NEUROMUSCULAR CASE OF THE MONTH - JULY 1999

Acute onset of megaesophagus in a
4 year old male castrated English Setter

Contributed by Dr. Sara Ford
VCA Emergency Animal Hospital & Referral Center
San Diego, CA



Clinical History
The owner reported a recent onset of cough followed by regurgitation. No other problems were present historically. With the exception of a monthly flea preventative, the dog was not on any medications.

Physical Examination
General physical examination showed the dog was coughing and tachypneic with bilateral inspiratory crackles on thoracic ascultation. No abnormalities were observed on cranial nerve examination or evaluation of spinal reflexes. Neither muscle weakness or atrophy was present.



Diagnostic Tests
Routine laboratory tests
    CBC - eosinophilia (9504/ul; reference 0-1200)
    CK - 171 IU/L (59-895)
    Electrolytes - normal
    Heartworm test - negative
    Fecal flotation and Baermann test - negative

Thoracic radiographs - Esophageal dilation was obvious on a lateral radiograph of the chest (Fig. 1). The solid arrows delineate the ventral border of the dilated esophagus. Also present was a solitary pulmonary nodule (open arrow).

Thyroid panel
    Total thyroxine (TT4) - 17 (15-50 nmol/L)
    Total triiodothyronine (TT3) - 0.9 (1.0-2.5 nmol/L)
    Free T4 - 12 (12-33 pmol/L)
    Free T3 - 2.7 (2.8-6.5 pmol/L)
    T4 autoantibody - 7 (<20)
    T3 autoantibody - 4 (<10)
    Thyroid stimulating hormone - 32 (0-30 mU/L)
    Thyroglobulin autoantibody - 50 (<200)

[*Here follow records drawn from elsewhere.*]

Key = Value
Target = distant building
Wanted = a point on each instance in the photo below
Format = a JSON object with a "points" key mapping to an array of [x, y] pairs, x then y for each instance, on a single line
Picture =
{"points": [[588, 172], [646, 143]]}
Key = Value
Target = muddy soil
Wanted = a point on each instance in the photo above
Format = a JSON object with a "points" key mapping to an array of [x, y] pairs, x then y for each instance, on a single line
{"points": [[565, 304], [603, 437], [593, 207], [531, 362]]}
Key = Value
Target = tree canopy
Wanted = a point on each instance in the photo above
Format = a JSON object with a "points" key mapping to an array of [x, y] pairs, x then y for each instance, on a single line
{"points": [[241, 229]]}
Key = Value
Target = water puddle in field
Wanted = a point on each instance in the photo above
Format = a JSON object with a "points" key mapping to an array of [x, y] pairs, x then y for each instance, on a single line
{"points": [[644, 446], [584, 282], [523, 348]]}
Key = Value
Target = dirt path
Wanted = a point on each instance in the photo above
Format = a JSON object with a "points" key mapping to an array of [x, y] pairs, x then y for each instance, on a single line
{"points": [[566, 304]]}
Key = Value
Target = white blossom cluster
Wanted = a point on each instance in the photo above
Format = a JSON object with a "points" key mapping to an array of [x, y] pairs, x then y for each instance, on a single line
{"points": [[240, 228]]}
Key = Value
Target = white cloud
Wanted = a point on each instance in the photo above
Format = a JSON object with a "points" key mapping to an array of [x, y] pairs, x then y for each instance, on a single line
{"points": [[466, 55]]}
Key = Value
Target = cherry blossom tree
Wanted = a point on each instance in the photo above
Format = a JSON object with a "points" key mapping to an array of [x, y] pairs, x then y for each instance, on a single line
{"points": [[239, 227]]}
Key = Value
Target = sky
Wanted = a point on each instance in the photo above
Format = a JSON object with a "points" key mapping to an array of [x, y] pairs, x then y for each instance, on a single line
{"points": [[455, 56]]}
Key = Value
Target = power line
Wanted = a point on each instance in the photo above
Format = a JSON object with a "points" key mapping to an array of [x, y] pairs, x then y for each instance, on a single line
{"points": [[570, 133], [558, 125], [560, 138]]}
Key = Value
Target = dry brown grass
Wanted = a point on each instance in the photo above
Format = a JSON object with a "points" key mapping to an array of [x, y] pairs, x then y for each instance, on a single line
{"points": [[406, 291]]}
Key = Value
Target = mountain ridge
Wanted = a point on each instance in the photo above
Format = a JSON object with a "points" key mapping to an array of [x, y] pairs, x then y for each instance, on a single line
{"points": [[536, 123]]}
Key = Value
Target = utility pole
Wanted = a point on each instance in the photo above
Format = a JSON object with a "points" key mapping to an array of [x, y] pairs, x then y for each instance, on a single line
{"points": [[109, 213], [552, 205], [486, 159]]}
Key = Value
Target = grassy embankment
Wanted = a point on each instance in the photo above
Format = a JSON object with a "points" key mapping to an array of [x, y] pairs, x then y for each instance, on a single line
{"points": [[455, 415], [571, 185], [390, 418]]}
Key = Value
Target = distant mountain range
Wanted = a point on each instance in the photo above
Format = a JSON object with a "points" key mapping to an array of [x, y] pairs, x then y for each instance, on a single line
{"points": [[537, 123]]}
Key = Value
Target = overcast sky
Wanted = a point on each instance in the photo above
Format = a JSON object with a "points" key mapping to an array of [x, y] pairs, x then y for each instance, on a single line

Serum AChR antibody titer - 0.02 (<0.6 nmol/l)

ACTH stimulation - Pre 1.6 (1.0-5.0 ug/dl); Post 11.8 (8-17 ug/dl)

Serum antinuclear antibody - Negative at 1:20

Tick titers negative for antibodies to E. canis, B. canis, R. rickettsii, B. burgdorferi

Barium swallow - Decreased primary and secondary esophageal peristaltic waves with mild dysphagia

Cytology of aspirate from pulmonary nodule - Inflammation with many eosinophils

Aspirate smears of lungs not associated with nodule - Marked increase in the number of eosinophils/number of red blood cells.

Bronchoalveolar lavage - Benign respiratory epithelial cells and numerous eosinophils

Esophagoscopy with flexible fiberoptic endoscope - No evidence of esophageal reflux

Muscle biopsy - A biopsy from the vastus lateralis muscle showed multifocal areas of cellular infiltration composed predominantly of eosinophils (Figure 2. ). The eosinophils were highlighted by the peroxidase reaction and stain a gold-brown color.

 


Figure 1.

Figure 2.


Treatment
Intravenous dexamethasone sodium phosphate (0.25 mg/kg) was given post bronchoscopy followed by subcutaneous injections of prednisone acetate (1 mg/kg BID). A PEG tube was placed for facilitation of feeding and medications including Carafate. Other treatments included Timentin and Baytril for an aspiration pneumonia, Zantac for reflux esophagitis, and Terbutaline for bronchodilatation.  Repeat thoracic radiographs 14 days later showed resolution of the megaesophagus. Eosinophilia was no longer present on repeat CBC. Based on results of an allegery test panel, hypersentization treatments were initiated.

Conclusion and Comments
A diagnosis of hypereosinophilic syndrome including pulmonary infiltrates with eosinophilia (PIE) and eosinophilic myositis was determined based on the demonstration of eosinophils within aspirates of a solitary pulmonary nodule, bronchoalveolar lavage and aspirate smears of lung containing eosinophils, circulating eosinophilia, and localization of eosinophilic infiltrates within a limb muscle biopsy. A reversible megaesophagus was also present. Since the canine esophagus is composed predominantly of skeletal muscle, disorders that affect limb muscle may also affect the esophageal musculature. Differentials for acquired megaesophagus  include myasthenia gravis, hypoadrenocorticism, polymyositis, polyneuropathy, hypothyroidism (?), and idiopathic causes. For optimal treatment of acquired megaesophagus and a favorable clinical outcome, early recognition and identification of the underlying etiology, if possible, is important. In this case, polymyositis was associated with an eosinophilic syndrome. Esophageal dilatation was resolved within 14 days of treatment with prednisone. Since PIE may be associated with allergy, and this dog was found to be sensitive to numerous antigens on allergy testing, densensitization treatment was initiated.. The dog continues to be symptom free 3 months after clinical diagnosis.